British Food Journal Volume 8 Issue 8 1906
Article publication date: 1 August 1906
It is an ill wind that blows nobody good, and the British public may be congratulated on the salutary, if rude, awakening which the gale raised in Chicago has given them. Peacefully slumbering, and content for years to accept as gospel truths the asseverations of all sorts and conditions of food‐fakers, both of home and foreign growth, the “Britisher” has suddenly received a shock from which it will take him a long time to recover.
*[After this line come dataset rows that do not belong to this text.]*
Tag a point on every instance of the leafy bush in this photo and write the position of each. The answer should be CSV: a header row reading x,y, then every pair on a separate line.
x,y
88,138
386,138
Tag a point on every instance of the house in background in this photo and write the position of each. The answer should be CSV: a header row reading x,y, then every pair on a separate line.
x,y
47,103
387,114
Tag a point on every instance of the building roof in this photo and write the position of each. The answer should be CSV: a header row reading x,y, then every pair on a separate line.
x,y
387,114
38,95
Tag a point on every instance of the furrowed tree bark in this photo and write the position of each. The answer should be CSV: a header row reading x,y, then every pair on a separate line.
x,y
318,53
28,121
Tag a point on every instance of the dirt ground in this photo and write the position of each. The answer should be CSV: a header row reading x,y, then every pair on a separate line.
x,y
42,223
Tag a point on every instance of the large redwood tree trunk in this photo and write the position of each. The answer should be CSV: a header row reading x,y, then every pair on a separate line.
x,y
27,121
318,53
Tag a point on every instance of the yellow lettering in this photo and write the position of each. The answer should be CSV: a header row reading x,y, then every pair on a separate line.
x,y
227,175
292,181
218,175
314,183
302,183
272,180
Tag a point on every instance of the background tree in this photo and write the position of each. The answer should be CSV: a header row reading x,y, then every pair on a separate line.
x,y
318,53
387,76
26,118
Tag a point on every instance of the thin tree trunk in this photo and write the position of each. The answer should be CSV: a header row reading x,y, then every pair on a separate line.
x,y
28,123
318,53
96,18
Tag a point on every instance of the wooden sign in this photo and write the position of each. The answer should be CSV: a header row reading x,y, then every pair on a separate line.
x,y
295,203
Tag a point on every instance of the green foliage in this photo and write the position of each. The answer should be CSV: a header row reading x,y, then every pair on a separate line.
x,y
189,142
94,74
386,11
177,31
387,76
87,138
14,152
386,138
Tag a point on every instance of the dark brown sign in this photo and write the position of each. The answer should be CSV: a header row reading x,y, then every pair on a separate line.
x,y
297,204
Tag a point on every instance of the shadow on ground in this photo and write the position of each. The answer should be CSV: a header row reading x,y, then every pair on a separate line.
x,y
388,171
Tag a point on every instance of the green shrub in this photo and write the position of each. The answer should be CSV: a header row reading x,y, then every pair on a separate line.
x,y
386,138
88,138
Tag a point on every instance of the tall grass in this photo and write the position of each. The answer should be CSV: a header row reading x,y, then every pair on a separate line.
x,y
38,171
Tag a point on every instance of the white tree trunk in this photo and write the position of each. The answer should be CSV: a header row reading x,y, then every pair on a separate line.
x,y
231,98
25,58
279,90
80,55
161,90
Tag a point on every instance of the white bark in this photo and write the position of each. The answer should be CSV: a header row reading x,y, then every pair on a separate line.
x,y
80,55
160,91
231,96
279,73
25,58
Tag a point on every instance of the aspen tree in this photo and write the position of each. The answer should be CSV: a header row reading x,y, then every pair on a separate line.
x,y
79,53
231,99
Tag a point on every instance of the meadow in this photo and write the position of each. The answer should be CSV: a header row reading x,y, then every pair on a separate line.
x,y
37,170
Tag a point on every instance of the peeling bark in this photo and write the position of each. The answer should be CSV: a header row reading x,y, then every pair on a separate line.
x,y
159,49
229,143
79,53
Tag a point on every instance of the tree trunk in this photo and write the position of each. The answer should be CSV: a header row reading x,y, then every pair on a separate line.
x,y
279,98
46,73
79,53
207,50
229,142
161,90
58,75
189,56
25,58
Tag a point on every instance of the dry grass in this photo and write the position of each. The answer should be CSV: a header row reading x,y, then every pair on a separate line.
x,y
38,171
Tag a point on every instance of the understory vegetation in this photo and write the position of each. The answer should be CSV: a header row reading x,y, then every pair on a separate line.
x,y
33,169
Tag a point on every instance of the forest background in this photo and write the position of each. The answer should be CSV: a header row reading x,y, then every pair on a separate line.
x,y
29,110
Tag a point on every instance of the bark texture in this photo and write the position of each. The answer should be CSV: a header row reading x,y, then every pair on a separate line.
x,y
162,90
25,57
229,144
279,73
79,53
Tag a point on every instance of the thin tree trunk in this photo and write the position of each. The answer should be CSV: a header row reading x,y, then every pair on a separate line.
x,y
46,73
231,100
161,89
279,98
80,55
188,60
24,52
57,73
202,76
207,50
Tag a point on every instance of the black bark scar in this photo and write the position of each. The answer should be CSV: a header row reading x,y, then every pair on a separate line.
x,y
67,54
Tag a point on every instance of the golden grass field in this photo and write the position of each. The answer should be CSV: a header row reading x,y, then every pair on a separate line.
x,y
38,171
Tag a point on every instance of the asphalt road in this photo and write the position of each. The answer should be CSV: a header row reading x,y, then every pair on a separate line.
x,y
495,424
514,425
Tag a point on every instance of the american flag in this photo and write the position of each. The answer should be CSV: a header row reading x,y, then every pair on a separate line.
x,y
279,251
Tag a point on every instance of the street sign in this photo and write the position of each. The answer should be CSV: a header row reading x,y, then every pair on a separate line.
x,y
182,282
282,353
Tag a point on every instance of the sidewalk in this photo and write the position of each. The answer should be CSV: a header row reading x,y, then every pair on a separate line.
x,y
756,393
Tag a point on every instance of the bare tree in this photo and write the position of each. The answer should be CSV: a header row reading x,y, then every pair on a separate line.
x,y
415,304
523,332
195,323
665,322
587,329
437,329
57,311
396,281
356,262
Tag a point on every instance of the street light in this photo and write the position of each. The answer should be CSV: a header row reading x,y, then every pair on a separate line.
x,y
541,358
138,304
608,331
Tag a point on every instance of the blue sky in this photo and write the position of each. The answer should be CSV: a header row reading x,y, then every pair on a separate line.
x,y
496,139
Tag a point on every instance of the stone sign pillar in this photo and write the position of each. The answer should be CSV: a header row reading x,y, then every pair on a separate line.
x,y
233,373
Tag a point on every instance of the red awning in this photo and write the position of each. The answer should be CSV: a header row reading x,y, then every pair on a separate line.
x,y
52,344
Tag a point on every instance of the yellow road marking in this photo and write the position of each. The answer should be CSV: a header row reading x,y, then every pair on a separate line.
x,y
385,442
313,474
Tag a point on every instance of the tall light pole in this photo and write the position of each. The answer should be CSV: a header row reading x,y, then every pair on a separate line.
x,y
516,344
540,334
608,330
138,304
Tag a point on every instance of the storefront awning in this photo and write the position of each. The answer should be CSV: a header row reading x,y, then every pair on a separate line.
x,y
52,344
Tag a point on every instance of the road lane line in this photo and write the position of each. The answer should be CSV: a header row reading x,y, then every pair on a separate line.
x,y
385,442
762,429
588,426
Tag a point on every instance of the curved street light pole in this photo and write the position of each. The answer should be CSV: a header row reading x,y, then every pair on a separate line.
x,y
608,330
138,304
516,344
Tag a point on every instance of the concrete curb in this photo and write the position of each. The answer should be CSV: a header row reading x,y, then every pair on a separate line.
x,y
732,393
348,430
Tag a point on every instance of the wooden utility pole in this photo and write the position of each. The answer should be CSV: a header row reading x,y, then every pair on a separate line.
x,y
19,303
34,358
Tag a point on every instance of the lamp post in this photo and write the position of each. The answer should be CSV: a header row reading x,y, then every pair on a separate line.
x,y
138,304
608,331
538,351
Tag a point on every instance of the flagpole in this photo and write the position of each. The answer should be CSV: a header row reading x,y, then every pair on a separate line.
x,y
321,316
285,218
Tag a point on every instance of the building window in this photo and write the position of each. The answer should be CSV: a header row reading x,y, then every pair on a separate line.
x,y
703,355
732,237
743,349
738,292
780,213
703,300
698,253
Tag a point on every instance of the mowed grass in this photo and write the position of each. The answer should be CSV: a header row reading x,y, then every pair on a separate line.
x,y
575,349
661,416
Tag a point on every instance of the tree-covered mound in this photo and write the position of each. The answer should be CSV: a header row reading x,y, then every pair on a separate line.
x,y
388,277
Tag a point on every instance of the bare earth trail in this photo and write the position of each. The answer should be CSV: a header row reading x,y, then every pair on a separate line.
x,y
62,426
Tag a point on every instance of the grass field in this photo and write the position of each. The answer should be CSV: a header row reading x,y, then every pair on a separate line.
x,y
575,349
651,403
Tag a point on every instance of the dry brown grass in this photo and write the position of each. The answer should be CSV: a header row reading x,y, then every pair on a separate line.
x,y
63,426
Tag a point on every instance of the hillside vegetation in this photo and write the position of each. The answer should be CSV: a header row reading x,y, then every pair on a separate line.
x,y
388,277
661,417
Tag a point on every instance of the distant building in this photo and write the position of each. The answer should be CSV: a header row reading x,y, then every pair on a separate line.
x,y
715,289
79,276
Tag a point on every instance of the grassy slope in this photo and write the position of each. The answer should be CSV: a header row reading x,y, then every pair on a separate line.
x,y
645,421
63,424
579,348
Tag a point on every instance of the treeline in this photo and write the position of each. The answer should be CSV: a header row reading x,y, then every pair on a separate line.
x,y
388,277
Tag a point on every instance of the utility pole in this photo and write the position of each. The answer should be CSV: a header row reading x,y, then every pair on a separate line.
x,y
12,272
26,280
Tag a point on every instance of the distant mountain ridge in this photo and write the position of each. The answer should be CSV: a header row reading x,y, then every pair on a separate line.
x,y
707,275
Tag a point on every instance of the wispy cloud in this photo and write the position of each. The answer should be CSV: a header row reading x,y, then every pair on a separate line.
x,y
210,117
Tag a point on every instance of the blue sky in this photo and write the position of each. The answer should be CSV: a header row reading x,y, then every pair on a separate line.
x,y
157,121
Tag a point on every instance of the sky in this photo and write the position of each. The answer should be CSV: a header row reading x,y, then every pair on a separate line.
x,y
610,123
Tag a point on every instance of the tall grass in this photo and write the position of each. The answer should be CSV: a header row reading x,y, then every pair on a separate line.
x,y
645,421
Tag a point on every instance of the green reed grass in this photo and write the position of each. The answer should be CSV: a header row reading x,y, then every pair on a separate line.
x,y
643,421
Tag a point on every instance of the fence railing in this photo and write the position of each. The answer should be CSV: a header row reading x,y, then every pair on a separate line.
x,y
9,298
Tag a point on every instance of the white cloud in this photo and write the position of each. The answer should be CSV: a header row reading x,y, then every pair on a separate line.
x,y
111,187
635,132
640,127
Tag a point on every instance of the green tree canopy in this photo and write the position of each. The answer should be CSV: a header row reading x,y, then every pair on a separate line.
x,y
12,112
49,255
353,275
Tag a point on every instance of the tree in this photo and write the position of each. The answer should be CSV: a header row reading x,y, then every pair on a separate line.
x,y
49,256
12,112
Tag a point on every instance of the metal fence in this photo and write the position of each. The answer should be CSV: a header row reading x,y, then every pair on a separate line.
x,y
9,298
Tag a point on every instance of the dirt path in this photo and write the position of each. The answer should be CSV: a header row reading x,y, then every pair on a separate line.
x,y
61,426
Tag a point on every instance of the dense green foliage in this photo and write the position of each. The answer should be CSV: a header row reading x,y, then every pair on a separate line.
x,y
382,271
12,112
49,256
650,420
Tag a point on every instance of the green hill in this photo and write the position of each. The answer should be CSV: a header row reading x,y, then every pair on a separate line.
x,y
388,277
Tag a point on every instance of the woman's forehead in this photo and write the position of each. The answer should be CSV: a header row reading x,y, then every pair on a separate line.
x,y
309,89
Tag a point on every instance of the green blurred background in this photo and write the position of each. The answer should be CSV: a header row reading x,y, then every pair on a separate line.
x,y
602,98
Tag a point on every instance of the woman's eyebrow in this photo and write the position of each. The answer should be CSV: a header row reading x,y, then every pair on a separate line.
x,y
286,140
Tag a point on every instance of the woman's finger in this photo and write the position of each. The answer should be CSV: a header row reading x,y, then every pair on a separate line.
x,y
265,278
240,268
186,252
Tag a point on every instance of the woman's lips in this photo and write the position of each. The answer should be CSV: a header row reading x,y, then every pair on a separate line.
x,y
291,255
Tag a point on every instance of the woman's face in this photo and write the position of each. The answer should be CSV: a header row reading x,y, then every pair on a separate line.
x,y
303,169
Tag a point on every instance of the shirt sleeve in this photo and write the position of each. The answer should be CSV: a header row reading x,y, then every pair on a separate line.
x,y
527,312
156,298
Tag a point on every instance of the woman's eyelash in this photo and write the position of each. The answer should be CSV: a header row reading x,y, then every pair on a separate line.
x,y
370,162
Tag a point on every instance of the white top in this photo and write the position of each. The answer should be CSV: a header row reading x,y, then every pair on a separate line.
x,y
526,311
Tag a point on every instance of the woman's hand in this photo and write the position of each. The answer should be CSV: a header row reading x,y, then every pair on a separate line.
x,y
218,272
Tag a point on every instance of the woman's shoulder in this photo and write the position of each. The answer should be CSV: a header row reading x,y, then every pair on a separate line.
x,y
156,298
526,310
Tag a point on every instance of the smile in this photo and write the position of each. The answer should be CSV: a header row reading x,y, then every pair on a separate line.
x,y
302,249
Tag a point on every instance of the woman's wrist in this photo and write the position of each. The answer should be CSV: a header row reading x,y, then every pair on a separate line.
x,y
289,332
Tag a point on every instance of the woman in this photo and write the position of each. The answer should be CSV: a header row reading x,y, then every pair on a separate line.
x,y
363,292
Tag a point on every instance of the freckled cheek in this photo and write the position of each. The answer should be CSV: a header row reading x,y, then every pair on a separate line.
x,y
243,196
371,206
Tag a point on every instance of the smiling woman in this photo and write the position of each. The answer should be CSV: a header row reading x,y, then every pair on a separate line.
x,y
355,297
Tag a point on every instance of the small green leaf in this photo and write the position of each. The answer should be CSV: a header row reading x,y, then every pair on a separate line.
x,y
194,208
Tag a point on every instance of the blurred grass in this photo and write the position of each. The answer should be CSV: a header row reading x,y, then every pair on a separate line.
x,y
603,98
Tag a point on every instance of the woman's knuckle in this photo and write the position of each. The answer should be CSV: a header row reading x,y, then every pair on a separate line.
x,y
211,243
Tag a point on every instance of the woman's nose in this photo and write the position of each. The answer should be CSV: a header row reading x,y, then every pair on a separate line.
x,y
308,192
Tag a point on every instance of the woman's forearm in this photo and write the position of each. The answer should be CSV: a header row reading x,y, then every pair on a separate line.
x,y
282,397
The abominable crime of milk‐adulteration—striking as it does at helpless infancy and at the vitality of the infirm and the weak; the “doctoring” of food products with a variety of pernicious drugs on the pleas of “preservation” and of meeting “public wants,” but in reality done for the sake of sordid gain; the gigantic meat and butter frauds, whereby largely the agricultural interest of this country has been brought to its present pass; the faking of beer and the wholesale arsenical poisoning which was one of its direct consequences; the denaturing of other foods by abstraction, substitution, and sophistication—all these things have been regarded by the “man in the street” with a sort of languid interest; have, at most, called forth passing comment from the lay press, and cheap sneers about faddery and faddists from various ignorant scribblers; while a succession of lethargic and feeble administrations have shelved the reports of their own Committees and Commissions, and, except under rare and abnormal pressure, have been content to adopt a policy of laissez faire.